4) ConvertRecord only changes the format of the input (CSV to JSON, e.g.), it doesn't really do any transformation of the records (although technically you can configure it to add or remove fields). If you're doing any actual transformation of data (uppercasing field names, changing "F" to "Female", etc.) then you can use JoltTransformRecord, UpdateRecord, etc. The key is that all record-based processors will do format conversion for you, so you only need ConvertRecord if all you want is to change the format of the data. Otherwise the other record processors do their thing (like PartitionRecord groups records by value) but will also convert the format, depending on which Reader and Writer you configure. Does that make sense?

avatar
Rising Star

Hi @Matt Burgess

All your points make sense. In terms of 3 above, I only thought that I might extract the inferred schema for performance reasons. As it stands the XMLReader will be forced to infer the schema with each received record. The nature of my incoming XML data is that it contains data with optional fields, and hence the inferred schema will change. My thought was that if I can determine the "superset schema" and apply that then I'd eliminate the need for inference (buying back the associated performance). In terms of 4 above, it sounds like what I will want to do is JoltTransformRecord (instead of ConvertRecord). The end result will be that I both convert to JSON and change the structure to a more suitable form.


Thanks very much for your detailed replies.
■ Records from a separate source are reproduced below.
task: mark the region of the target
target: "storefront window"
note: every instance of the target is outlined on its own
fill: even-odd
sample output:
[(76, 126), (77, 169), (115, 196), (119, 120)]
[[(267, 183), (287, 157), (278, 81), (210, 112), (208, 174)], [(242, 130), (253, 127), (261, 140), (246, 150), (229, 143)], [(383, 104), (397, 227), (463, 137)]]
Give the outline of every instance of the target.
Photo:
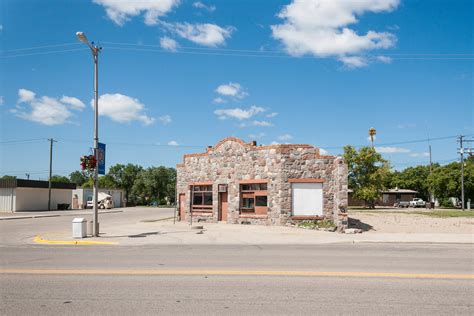
[(212, 208), (212, 185), (194, 185), (193, 193), (193, 209), (209, 209)]
[(240, 211), (242, 213), (267, 214), (267, 184), (240, 185)]

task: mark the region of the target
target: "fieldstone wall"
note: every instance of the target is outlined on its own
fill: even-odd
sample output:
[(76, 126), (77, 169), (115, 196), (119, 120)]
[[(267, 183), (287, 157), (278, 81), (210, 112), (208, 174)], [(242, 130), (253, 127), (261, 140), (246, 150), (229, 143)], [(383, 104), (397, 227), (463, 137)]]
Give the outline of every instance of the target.
[[(212, 212), (193, 211), (192, 220), (218, 220), (218, 184), (227, 184), (228, 223), (285, 225), (292, 223), (292, 178), (324, 179), (323, 213), (343, 229), (347, 209), (347, 167), (342, 158), (321, 156), (310, 145), (256, 146), (237, 138), (226, 138), (206, 153), (184, 156), (177, 165), (177, 194), (185, 194), (185, 212), (191, 221), (190, 185), (213, 184)], [(267, 215), (239, 214), (239, 182), (267, 180)]]

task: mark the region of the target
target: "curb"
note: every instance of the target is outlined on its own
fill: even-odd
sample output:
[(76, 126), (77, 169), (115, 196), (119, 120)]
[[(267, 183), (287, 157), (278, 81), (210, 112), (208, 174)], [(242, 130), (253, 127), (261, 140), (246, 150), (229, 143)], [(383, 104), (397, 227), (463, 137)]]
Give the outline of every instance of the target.
[(118, 245), (113, 241), (86, 241), (86, 240), (46, 240), (40, 235), (33, 238), (33, 242), (43, 245)]

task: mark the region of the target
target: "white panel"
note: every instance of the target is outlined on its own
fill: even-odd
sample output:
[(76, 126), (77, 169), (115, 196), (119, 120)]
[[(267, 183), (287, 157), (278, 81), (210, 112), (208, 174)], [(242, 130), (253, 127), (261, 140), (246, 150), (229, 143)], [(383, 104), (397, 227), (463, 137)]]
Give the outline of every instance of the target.
[(14, 188), (0, 189), (0, 211), (15, 211), (15, 193)]
[(321, 216), (323, 215), (323, 184), (322, 183), (293, 183), (293, 215)]

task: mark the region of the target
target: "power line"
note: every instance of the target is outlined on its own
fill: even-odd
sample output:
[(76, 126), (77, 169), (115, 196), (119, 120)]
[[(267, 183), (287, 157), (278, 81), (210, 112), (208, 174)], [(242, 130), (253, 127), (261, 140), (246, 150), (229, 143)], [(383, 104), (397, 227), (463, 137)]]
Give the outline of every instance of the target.
[(25, 56), (36, 56), (36, 55), (49, 55), (49, 54), (57, 54), (57, 53), (76, 52), (76, 51), (81, 51), (81, 50), (87, 50), (87, 48), (74, 48), (74, 49), (64, 49), (64, 50), (46, 51), (46, 52), (35, 52), (35, 53), (18, 54), (18, 55), (7, 55), (7, 56), (1, 56), (1, 58), (25, 57)]
[(51, 47), (72, 46), (72, 45), (80, 45), (80, 44), (81, 43), (78, 43), (78, 42), (71, 42), (71, 43), (64, 43), (64, 44), (33, 46), (33, 47), (27, 47), (27, 48), (15, 48), (15, 49), (3, 50), (2, 53), (20, 52), (20, 51), (25, 51), (25, 50), (35, 50), (35, 49), (43, 49), (43, 48), (51, 48)]

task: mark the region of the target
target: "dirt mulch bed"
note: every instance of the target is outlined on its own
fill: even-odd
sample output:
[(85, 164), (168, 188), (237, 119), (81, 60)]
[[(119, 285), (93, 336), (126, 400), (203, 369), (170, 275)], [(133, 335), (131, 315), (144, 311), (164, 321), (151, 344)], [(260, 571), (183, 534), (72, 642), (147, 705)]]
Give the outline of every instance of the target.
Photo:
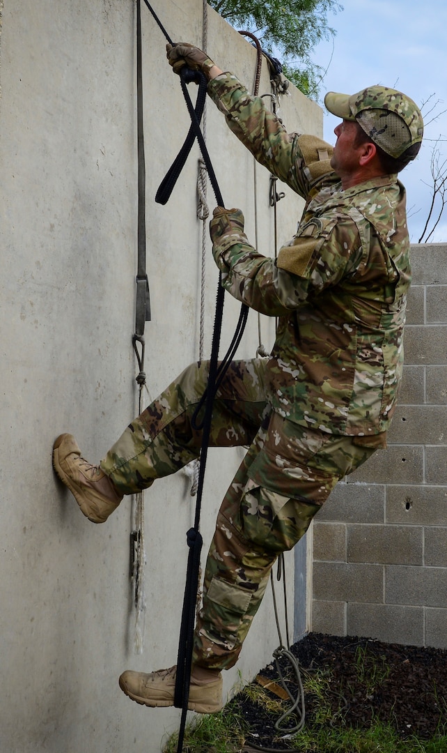
[[(346, 725), (366, 727), (372, 720), (380, 721), (390, 723), (402, 739), (415, 735), (421, 740), (433, 737), (440, 726), (447, 724), (447, 651), (310, 633), (291, 648), (291, 653), (298, 658), (304, 678), (306, 672), (312, 676), (320, 670), (330, 680), (327, 698), (334, 724), (342, 718)], [(290, 692), (296, 694), (290, 664), (281, 660), (280, 666), (290, 678)], [(260, 674), (278, 681), (272, 665)], [(305, 698), (306, 724), (312, 726), (320, 702), (312, 693)], [(274, 717), (264, 714), (243, 693), (235, 702), (241, 703), (239, 710), (257, 745), (284, 748), (284, 740), (274, 742), (278, 739)]]

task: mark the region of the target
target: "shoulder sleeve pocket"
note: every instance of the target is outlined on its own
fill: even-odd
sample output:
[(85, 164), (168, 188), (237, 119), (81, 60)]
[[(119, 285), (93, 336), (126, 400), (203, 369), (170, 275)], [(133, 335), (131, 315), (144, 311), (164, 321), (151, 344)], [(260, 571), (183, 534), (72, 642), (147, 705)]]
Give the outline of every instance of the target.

They are hugely useful. With feedback from folks such as you I am bringing my comfort with NIFI up. My role currently is to architect our future solutions, and in that context I am looking for the technologies that we might integrate to solve problems in new and better ways. I'm very bullish about NIFI especially when I see folks from Hortonworks support it so well. I'm keen to try some of the other components that Hortonworks also supports. I do have a separate posted question about streaming messages into buffered queues that I'd love your architectural perspective on.

avatar
Rising Star

Hi @Matt Burgess.


I've tried JoltTransformRecord. Its not behaving as I'd expect. In the following you'll see that I generate a single XML record, I convert it using JoltTransformRecord (that fails). I also convert it using the same XMLReader and JSONSetWriter using ConvertRecord. I then pipe that converted JSON to a separate JoltTransformJSON, that is using the same JOLT Transform as the original JoltTransformRecord. The JoltTransformJSON succeeds. The configuration of the JoltTransformRecord is as follows:


107803-1554901402591.png


The overall flow is as follows:


107754-1554901441459.pngWhat am I missing with the use of the JoltTransformRecord?

avatar
Rising Star

The specific error I see is as follows:

107743-1554903840961.png


Here is the associated template for the flow above. You can use it to verify the problem I am having:

Test_Jolt_Transform_Record.xml

avatar
Rising Star

I have seen a similar problem reported here. Worthy of note, is that I think the problem is data specific. There are XML records that seem to work fine in the test flow I've provided. This does not make sense to me however since as I said the JoltTransformJSON works fine for the generated JSON (even for the problem data).